Les personnes relevant du champ d’application de l’arrêté du Gouvernement flamand du 26 juillet 2016 ne peuvent plus demander une interruption de carrière d’un cinquième jusqu’à l’âge de la retraite dans le cadre de l’article 8, § 4, de l’arrêté royal du 2 janvier 1991 et ne peuvent bénéficier que du crédit de soins prévu par cet arrêté. Ce crédit de soins n’est possible que pour des motifs spécifiques et pour des périodes limitées, une interruption de carrière d’un cinquième à partir de cinquante ans, pouvant s’étendre jusqu’à l’âge de la retraite, n’étant plus prévue.

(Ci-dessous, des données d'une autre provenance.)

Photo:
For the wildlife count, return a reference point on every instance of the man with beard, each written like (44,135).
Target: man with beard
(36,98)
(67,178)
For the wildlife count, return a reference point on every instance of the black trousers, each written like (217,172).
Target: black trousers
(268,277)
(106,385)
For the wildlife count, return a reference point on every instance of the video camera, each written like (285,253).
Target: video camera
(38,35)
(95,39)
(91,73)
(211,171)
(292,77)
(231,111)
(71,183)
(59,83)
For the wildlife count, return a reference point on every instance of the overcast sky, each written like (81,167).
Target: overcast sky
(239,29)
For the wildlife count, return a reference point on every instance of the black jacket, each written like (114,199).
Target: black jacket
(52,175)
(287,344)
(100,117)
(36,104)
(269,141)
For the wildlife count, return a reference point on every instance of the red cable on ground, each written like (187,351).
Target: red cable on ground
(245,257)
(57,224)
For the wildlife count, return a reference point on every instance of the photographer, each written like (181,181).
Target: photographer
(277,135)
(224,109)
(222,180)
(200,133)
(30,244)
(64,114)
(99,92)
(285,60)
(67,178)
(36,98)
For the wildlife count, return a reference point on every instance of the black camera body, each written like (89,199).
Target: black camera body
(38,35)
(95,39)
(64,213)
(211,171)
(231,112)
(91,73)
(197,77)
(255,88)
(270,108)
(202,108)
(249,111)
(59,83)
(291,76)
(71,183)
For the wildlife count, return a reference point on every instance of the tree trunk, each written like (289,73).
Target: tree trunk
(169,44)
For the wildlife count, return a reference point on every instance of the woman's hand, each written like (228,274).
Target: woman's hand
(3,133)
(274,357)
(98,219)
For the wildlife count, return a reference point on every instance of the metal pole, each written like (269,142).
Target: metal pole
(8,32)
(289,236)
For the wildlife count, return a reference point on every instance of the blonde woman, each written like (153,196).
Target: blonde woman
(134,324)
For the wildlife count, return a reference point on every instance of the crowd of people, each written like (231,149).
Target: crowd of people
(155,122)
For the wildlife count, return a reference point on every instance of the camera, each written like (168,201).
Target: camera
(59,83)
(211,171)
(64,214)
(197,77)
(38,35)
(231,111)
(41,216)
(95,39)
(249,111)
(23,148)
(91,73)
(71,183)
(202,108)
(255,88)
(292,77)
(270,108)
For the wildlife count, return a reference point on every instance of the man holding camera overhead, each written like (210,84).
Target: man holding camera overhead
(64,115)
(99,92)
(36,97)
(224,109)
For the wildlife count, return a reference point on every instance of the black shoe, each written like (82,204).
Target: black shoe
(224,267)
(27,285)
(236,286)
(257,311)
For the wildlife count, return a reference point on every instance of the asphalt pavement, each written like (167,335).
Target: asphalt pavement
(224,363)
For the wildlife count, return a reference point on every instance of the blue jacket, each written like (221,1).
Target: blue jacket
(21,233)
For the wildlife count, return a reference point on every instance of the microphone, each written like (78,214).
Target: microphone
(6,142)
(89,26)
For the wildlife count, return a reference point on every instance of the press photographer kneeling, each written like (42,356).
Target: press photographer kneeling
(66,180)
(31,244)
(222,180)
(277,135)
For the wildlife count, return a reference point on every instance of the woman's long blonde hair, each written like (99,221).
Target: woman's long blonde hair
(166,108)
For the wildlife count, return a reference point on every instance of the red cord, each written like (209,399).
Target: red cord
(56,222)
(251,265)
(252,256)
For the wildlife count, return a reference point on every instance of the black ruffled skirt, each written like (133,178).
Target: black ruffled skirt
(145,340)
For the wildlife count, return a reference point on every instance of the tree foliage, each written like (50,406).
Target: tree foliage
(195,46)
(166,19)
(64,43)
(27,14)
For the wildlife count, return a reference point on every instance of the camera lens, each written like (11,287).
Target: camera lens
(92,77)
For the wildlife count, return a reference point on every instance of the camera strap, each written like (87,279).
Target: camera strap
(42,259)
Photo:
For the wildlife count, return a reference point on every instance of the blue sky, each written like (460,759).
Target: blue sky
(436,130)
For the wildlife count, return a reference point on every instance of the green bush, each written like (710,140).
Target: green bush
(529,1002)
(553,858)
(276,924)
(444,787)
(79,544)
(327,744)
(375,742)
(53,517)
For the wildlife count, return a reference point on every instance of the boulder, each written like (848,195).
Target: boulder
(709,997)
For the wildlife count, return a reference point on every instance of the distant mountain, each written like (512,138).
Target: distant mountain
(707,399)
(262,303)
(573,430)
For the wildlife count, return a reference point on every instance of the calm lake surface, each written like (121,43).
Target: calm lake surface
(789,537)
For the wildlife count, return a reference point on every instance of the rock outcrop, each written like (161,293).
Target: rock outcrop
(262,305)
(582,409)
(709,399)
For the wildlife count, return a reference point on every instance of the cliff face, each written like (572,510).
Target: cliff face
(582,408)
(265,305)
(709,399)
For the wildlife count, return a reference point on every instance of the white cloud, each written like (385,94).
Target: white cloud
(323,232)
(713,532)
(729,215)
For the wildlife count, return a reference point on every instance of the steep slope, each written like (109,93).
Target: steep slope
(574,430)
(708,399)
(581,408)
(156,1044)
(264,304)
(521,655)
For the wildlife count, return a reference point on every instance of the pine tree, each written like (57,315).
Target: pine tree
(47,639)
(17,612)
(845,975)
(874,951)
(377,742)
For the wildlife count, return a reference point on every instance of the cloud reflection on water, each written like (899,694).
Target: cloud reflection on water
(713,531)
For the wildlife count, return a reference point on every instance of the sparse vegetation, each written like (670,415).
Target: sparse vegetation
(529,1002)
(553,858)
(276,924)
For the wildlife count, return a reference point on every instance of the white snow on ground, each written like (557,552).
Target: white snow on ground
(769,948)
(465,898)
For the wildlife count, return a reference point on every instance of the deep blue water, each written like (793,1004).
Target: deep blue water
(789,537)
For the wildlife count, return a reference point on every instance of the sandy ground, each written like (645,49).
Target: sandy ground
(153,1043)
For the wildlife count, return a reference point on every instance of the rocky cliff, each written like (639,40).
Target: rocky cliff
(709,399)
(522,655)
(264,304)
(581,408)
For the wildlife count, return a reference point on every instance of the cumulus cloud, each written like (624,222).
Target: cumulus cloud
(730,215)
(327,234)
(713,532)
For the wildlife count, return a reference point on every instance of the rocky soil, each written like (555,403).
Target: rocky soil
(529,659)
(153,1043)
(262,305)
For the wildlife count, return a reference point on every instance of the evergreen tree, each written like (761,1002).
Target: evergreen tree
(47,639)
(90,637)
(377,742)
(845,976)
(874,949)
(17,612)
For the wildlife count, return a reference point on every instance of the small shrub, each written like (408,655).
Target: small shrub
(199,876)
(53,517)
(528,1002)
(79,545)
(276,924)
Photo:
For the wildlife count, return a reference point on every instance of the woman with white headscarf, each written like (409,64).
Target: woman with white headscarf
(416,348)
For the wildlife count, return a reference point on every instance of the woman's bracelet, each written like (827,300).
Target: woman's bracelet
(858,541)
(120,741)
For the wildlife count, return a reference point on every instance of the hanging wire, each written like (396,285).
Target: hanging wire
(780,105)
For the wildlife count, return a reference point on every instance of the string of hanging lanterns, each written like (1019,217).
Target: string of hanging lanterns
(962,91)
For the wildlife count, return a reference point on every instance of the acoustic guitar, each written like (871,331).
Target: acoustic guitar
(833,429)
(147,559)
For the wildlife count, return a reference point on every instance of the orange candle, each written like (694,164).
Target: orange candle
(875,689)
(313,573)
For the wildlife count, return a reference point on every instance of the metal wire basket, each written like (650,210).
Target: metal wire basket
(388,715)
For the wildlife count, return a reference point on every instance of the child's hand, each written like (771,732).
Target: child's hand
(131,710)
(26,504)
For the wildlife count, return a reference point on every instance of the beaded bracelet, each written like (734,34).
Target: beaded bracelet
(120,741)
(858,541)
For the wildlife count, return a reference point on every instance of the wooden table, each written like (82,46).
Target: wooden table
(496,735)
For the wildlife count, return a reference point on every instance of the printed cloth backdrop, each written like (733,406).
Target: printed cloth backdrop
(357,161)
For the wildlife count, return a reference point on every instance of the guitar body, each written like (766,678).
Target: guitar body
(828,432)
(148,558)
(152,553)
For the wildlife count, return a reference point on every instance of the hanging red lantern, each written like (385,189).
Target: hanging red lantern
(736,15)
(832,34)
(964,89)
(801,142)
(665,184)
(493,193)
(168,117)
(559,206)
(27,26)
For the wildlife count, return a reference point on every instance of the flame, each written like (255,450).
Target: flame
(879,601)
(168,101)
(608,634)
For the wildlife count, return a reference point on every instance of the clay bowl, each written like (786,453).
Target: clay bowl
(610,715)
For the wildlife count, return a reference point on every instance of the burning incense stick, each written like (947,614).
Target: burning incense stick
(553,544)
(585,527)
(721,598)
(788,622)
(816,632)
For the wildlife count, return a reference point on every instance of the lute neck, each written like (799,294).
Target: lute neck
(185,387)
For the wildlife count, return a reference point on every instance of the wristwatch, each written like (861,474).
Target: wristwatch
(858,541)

Toute personne qui, avant le début de l’interruption de carrière, exerçait déjà depuis au moins trois mois une activité salariée complémentaire, peut la poursuivre et cumuler les revenus y afférents avec les allocations d’interruption. Toutefois, si une activité rémunérée est entamée pendant l’interruption de carrière, le droit aux allocations d’interruption est perdu.
L’article 15 de l’arrêté royal du 2 janvier 1991 est formulé de manière très large et fait référence à « toute activité rémunérée ». Le travail intérimaire ou les prestations dans le cadre d’un flexi-job sont également visés. Le fait que le système des flexi-jobs n’existait pas encore au moment de l’adoption de l’arrêté royal du 2 janvier 1991 est sans incidence.